I'm not sure what prepared me to oversee such projects. Most if not all of my experience of leading writing workshops and creating collective theatre has involved only adults. The Stardale girls are still very young, anywhere from twelve to seventeen. They are, as the expression goes, just coming of age. With that comes an increasing awareness of the world around them. Surely that is a common aspect of adolescence that we all have gone through. And yet, to express that awareness in words is never easy, and as we all know, teenagers can be quite reticent at times.
So how do we do this? How do we work?
Typically, we begin the evening in a circle and I talk a little about one particular aspect of the current project. For example, with the Make Believer Project, this basically fell into two broad categories: what do you want, what do you dream of; and what do worry will prevent you from realizing what you want and fulfilling your dreams?

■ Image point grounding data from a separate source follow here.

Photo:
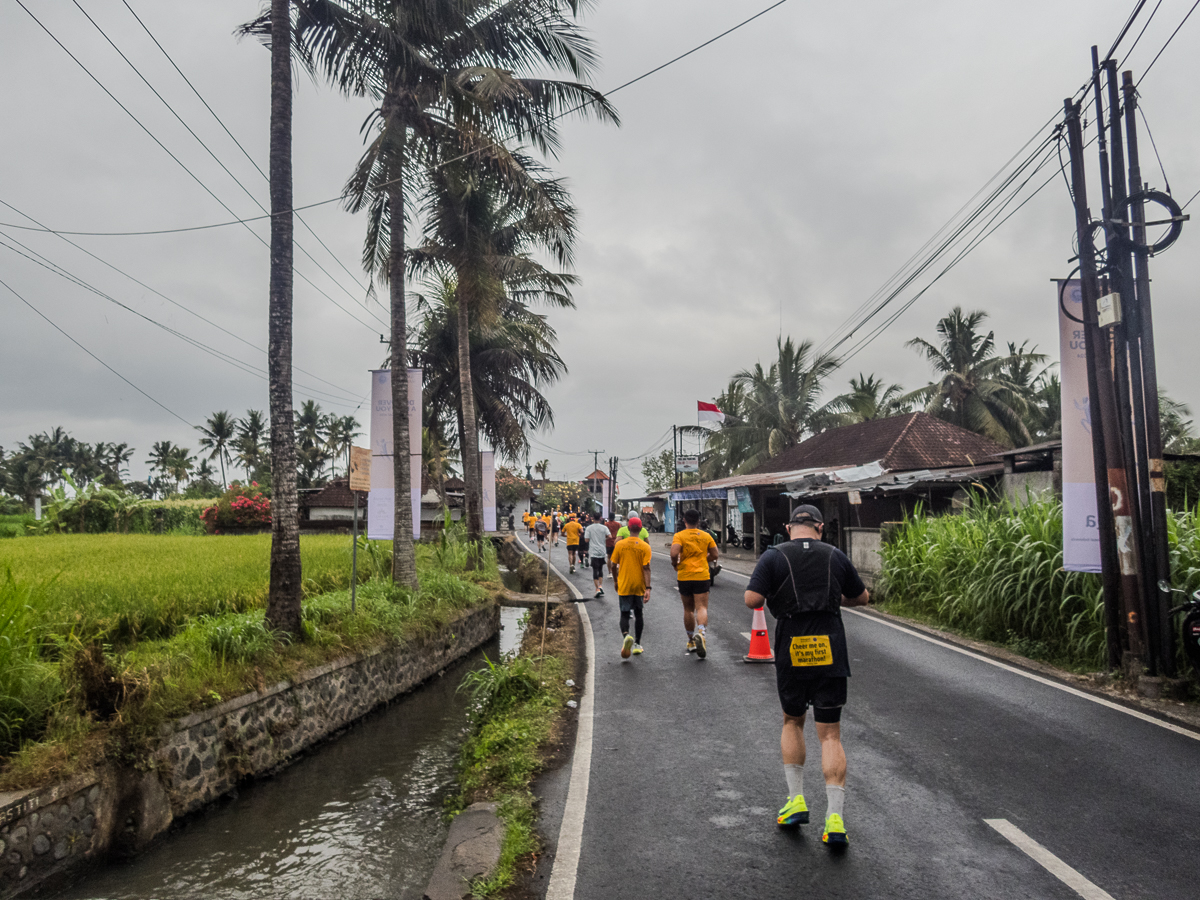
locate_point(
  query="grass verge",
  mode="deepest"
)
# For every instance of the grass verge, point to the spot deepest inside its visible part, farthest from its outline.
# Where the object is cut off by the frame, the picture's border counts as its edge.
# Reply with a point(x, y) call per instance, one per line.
point(111, 699)
point(517, 723)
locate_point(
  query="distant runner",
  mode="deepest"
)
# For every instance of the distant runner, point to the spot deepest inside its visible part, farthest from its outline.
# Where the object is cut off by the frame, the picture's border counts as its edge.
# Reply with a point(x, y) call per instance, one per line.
point(573, 529)
point(691, 552)
point(631, 571)
point(804, 583)
point(597, 534)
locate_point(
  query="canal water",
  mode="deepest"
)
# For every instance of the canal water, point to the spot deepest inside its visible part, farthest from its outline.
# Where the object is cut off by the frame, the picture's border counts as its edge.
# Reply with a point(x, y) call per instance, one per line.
point(359, 816)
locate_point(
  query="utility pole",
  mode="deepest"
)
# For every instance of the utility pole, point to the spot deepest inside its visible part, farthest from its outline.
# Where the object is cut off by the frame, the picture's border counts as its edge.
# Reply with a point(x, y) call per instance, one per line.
point(1119, 558)
point(1158, 559)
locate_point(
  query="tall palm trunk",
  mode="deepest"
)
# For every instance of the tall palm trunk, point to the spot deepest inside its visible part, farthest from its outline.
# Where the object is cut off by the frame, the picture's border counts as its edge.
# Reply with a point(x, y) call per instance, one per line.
point(403, 556)
point(283, 598)
point(472, 473)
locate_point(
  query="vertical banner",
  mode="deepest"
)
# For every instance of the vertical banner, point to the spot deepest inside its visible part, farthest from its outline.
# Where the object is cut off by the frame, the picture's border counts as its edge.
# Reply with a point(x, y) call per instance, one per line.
point(1080, 529)
point(382, 498)
point(489, 499)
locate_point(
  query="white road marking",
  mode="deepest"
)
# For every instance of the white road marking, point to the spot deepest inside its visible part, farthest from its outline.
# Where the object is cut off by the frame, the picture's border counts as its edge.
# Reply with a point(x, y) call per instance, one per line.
point(1032, 677)
point(1049, 862)
point(570, 832)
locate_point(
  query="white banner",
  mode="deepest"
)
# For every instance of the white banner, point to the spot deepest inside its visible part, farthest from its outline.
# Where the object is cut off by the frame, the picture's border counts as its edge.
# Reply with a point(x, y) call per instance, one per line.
point(382, 498)
point(487, 460)
point(1080, 531)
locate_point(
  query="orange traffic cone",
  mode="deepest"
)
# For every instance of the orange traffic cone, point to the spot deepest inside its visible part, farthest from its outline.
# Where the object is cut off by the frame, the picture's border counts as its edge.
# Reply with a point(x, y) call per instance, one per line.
point(760, 645)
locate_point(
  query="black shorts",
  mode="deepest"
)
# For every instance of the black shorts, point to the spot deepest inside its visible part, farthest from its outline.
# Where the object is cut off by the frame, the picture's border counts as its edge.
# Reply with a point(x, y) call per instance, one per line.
point(825, 694)
point(630, 603)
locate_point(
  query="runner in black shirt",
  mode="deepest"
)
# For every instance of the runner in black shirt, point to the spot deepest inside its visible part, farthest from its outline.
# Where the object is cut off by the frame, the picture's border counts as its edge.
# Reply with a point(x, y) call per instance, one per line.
point(804, 583)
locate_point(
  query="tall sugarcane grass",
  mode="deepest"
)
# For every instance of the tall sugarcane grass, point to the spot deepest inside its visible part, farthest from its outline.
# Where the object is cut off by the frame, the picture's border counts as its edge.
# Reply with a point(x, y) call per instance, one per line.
point(995, 573)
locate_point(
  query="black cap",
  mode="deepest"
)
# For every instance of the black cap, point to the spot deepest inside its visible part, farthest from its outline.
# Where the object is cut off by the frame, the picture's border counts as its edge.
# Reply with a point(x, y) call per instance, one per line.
point(807, 515)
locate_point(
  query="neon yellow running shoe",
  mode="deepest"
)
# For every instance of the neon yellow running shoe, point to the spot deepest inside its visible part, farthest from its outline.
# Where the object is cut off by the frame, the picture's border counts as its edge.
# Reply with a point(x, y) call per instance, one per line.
point(835, 832)
point(795, 811)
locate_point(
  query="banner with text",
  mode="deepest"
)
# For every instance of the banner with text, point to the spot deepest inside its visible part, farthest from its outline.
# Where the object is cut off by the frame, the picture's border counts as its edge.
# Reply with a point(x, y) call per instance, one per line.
point(489, 468)
point(382, 498)
point(1080, 532)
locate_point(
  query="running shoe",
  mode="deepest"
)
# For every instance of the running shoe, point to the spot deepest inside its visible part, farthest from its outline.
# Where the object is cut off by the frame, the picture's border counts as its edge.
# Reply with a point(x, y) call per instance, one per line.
point(795, 811)
point(835, 832)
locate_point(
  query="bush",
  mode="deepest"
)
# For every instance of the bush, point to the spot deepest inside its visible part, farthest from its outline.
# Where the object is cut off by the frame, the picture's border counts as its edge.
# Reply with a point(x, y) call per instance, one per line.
point(240, 507)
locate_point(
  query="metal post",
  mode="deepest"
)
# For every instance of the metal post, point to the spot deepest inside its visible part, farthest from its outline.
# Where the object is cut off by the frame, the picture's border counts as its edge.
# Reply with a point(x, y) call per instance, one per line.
point(1157, 552)
point(354, 557)
point(1110, 481)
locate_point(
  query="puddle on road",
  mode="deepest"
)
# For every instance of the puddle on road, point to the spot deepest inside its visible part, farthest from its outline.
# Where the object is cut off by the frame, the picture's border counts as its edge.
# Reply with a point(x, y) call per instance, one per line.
point(359, 817)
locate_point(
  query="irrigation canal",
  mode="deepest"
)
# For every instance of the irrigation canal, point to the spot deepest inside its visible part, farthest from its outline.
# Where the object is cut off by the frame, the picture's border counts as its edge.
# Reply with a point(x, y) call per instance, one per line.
point(359, 816)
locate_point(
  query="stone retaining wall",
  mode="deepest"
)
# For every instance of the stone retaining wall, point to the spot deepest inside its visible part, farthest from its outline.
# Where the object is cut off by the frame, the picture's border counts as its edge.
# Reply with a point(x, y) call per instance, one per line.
point(46, 833)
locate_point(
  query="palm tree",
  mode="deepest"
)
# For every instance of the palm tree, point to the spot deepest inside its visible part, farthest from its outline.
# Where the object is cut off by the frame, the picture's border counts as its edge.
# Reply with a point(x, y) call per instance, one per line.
point(869, 399)
point(481, 232)
point(219, 431)
point(437, 69)
point(780, 402)
point(975, 389)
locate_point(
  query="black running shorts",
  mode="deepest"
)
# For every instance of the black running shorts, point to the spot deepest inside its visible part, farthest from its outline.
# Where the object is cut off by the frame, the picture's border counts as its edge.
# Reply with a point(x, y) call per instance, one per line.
point(825, 694)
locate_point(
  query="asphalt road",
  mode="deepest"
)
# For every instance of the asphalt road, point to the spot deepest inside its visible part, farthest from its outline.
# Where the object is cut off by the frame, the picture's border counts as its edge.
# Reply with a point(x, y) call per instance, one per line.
point(685, 774)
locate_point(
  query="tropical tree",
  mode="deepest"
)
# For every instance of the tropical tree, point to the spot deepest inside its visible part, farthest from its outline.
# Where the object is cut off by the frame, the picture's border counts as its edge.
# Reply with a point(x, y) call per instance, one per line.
point(220, 430)
point(780, 403)
point(869, 399)
point(975, 388)
point(481, 231)
point(444, 73)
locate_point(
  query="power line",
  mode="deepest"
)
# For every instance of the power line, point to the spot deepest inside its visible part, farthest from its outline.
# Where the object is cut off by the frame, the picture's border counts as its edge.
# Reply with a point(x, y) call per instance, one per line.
point(157, 293)
point(183, 166)
point(55, 327)
point(234, 139)
point(223, 357)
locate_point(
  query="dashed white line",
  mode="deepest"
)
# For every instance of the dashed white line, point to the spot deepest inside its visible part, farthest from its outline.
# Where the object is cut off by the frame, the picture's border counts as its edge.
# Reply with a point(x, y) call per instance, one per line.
point(1049, 862)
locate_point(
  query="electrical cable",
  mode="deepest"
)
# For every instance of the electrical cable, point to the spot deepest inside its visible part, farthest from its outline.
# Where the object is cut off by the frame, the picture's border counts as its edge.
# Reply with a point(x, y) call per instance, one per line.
point(234, 139)
point(159, 293)
point(183, 166)
point(219, 354)
point(57, 328)
point(1146, 71)
point(201, 142)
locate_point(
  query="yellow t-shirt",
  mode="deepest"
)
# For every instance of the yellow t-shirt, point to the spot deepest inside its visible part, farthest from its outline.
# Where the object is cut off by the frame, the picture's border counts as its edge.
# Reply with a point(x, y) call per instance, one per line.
point(573, 529)
point(629, 556)
point(694, 553)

The Road is in its largest sense meant to be a reaction to the Final Report of the National Inquiry into Missing and Murdered Indigenous Women, which is titled "Reclaiming Power and Place." This is obviously a very charged and political subject. It's also an area that the girls really know nothing about.

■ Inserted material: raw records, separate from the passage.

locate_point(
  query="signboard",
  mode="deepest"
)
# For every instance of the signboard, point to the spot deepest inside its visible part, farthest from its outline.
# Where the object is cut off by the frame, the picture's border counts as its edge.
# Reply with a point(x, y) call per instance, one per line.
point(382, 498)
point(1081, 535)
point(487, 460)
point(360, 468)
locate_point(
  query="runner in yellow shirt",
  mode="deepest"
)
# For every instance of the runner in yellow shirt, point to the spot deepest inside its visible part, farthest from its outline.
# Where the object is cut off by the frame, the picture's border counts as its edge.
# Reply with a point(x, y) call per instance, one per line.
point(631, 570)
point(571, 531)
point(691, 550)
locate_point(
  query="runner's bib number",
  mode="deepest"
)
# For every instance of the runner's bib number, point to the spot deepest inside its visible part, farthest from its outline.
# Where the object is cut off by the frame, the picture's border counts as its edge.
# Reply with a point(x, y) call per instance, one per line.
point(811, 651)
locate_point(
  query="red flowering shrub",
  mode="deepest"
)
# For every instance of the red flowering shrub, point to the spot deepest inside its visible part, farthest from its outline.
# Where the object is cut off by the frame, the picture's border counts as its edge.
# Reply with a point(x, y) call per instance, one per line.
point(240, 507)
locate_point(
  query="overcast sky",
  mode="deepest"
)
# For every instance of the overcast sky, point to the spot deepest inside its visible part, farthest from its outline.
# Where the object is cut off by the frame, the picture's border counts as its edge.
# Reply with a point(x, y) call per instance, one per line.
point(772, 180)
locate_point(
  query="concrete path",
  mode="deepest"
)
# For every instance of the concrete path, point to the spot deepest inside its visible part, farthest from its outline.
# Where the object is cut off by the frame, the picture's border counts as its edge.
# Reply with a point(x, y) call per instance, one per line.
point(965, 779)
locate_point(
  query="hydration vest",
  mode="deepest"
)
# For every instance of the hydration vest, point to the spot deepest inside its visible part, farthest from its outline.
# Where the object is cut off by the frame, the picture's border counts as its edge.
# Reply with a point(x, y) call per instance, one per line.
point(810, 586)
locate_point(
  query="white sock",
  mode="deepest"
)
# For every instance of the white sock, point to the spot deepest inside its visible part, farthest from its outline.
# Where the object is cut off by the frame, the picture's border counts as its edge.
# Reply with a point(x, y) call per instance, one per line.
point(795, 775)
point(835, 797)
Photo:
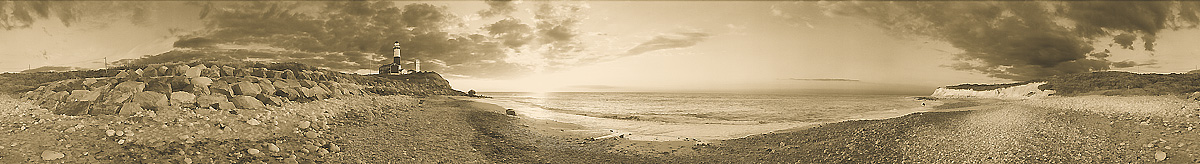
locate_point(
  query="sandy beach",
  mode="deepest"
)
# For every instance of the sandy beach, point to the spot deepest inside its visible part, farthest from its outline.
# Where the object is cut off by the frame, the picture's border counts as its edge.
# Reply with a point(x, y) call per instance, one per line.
point(450, 129)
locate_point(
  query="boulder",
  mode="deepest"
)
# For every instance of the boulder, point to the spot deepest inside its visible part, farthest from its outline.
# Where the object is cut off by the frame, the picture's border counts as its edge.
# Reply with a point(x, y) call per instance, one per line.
point(123, 74)
point(274, 74)
point(103, 109)
point(267, 87)
point(292, 93)
point(150, 101)
point(269, 99)
point(211, 72)
point(246, 102)
point(209, 101)
point(100, 84)
point(258, 72)
point(83, 95)
point(202, 82)
point(180, 70)
point(221, 87)
point(160, 85)
point(181, 98)
point(193, 72)
point(130, 109)
point(307, 83)
point(289, 74)
point(246, 89)
point(89, 82)
point(59, 96)
point(73, 108)
point(151, 72)
point(165, 71)
point(307, 92)
point(226, 105)
point(180, 84)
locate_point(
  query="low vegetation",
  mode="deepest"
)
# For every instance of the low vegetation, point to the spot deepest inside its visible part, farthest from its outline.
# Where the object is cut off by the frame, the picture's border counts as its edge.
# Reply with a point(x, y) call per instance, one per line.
point(1108, 84)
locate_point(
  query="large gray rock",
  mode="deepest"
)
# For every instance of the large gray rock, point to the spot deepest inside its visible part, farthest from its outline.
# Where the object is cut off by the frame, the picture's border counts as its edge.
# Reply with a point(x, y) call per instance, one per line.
point(202, 82)
point(211, 72)
point(131, 108)
point(161, 85)
point(103, 109)
point(221, 87)
point(292, 93)
point(267, 87)
point(180, 70)
point(209, 101)
point(73, 108)
point(226, 105)
point(83, 96)
point(289, 74)
point(246, 89)
point(269, 99)
point(246, 102)
point(193, 72)
point(150, 101)
point(183, 98)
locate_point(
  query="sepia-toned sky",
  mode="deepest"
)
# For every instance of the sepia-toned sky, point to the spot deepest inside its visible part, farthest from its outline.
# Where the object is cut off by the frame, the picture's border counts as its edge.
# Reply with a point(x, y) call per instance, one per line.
point(625, 46)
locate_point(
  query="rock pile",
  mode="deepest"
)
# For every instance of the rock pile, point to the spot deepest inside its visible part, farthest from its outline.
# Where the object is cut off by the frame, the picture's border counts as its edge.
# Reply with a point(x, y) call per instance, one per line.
point(173, 86)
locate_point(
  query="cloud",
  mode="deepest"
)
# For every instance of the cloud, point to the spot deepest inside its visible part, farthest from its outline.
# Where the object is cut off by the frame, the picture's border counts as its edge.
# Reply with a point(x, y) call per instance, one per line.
point(21, 14)
point(52, 68)
point(1027, 40)
point(822, 79)
point(669, 41)
point(498, 7)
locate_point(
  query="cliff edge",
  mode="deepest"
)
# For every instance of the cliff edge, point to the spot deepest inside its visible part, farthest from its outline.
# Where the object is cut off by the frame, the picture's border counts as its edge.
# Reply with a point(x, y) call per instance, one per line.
point(1024, 91)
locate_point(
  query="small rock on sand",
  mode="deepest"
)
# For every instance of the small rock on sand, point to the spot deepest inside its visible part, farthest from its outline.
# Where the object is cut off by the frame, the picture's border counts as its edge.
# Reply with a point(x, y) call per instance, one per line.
point(304, 125)
point(253, 122)
point(334, 147)
point(273, 147)
point(253, 151)
point(52, 155)
point(322, 152)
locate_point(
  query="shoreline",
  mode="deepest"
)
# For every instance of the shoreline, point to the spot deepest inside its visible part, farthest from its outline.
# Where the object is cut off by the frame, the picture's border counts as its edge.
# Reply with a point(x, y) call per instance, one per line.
point(447, 129)
point(685, 131)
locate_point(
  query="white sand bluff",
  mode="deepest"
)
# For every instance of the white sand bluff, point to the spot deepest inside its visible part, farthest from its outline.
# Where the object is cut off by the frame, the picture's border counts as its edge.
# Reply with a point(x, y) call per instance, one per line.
point(1012, 92)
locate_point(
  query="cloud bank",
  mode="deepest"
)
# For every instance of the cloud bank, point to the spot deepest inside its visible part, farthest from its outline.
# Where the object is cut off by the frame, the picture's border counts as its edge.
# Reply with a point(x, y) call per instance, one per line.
point(1029, 40)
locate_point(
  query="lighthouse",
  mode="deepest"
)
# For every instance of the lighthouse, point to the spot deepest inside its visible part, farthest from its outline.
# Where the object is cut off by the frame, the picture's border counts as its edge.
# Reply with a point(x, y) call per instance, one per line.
point(395, 49)
point(394, 67)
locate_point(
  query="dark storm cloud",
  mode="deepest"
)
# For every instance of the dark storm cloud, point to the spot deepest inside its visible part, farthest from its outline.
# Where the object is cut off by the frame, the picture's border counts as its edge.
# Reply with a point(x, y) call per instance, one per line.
point(1018, 40)
point(498, 7)
point(669, 41)
point(19, 14)
point(353, 35)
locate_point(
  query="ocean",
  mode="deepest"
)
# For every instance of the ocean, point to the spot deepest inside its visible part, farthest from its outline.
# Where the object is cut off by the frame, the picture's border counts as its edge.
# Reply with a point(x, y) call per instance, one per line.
point(700, 116)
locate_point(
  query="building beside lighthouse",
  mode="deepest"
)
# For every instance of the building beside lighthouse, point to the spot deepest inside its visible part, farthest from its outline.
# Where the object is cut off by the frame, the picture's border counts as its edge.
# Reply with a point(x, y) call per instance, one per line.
point(395, 66)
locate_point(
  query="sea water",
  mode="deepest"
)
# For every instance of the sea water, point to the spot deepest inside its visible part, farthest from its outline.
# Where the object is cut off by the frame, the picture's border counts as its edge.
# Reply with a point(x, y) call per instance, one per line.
point(700, 116)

As I mentioned in the last blog, it's not my goal to traumatize these girls with the horrible truths that came to light as a result of the inquiry. I have taken some of what I feel are the important aspects of the report and am asking the girls how these things make them feel.
For example, although they may never have had someone go missing from their lives in the way that was revealed in the inquiry, is it possible that at sometime in their young lives they lost a friend whose family suddenly moved away?

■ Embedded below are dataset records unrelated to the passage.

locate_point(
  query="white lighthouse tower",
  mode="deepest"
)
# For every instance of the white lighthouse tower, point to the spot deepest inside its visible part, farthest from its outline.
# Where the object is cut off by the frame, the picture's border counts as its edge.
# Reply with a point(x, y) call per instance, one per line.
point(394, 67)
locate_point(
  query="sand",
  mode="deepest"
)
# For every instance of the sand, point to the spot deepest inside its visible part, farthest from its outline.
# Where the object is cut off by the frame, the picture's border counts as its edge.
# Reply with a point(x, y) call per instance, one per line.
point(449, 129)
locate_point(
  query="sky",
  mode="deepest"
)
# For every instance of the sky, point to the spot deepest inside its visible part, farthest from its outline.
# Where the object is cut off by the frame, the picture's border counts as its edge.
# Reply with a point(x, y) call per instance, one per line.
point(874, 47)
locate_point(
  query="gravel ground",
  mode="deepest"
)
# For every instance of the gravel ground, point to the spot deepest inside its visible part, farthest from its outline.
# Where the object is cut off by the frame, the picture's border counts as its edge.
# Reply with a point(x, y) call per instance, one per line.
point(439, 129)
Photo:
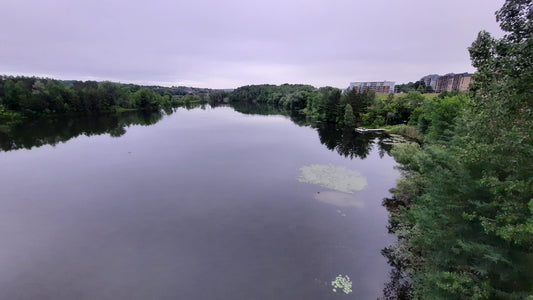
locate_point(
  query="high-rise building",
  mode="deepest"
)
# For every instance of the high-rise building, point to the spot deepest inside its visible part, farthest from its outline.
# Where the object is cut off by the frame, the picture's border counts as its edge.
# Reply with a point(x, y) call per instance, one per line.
point(453, 82)
point(431, 80)
point(376, 86)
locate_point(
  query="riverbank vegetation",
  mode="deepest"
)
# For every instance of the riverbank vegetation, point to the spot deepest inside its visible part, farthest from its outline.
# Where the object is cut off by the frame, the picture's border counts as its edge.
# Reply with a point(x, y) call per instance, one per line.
point(463, 208)
point(32, 96)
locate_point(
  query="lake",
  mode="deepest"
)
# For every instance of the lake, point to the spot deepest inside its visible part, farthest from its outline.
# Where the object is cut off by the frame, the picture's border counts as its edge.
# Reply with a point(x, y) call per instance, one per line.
point(202, 203)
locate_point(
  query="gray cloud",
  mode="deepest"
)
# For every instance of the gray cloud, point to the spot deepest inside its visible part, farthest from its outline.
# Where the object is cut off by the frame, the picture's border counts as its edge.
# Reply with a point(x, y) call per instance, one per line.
point(231, 43)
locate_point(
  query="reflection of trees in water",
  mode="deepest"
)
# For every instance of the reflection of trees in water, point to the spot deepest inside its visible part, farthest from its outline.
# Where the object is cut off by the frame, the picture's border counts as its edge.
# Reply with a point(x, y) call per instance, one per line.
point(53, 130)
point(349, 143)
point(346, 142)
point(399, 286)
point(268, 110)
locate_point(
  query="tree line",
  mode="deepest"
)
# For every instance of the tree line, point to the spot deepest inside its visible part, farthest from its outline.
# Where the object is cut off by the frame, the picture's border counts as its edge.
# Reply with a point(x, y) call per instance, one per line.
point(38, 96)
point(463, 209)
point(350, 108)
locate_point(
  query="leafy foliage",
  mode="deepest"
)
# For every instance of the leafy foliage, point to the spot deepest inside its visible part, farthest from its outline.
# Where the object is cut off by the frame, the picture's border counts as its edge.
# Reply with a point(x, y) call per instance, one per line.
point(463, 210)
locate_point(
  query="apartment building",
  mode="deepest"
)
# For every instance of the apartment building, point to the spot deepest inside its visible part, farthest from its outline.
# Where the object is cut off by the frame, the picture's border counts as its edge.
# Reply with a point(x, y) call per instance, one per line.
point(376, 86)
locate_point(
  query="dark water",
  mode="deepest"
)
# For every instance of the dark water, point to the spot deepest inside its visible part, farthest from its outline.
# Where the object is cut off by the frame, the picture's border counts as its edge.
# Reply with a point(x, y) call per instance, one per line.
point(201, 204)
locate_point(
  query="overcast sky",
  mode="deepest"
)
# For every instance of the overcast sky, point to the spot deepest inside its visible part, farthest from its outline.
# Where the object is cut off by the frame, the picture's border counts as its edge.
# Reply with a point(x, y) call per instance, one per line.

And how does that make them feel? How does it make any of us feel?
Is it possible that they have lost a grandmother or grandfather through natural causes? And how does that make them feel? One girl last week shared with us the feelings she had when her grandfather died. It was very emotional and I hope cathartic. Everyone there could relate to what she was feeling. Along with the tears, there were lots of supportive hugs.
I have a card with that story written on it. I have many cards. Some of them would break your heart.
In creating such work, we like to move from the specific to the universal, from the inside outward. To make a broader statement about Stardale's reaction to the inquiry, and to show our support for our indigenous sisters, will be left to me, which I will do mainly through the editing and arrangement of the girls' words, with maybe a little added narration. As far as possible I try to work with the words the girls provide themselves.
In my next blog, I will share some of the words and images the girls have written thus far . . . without revealing too much, because after all we hope you will come and see this work for yourselves when we present it in the spring.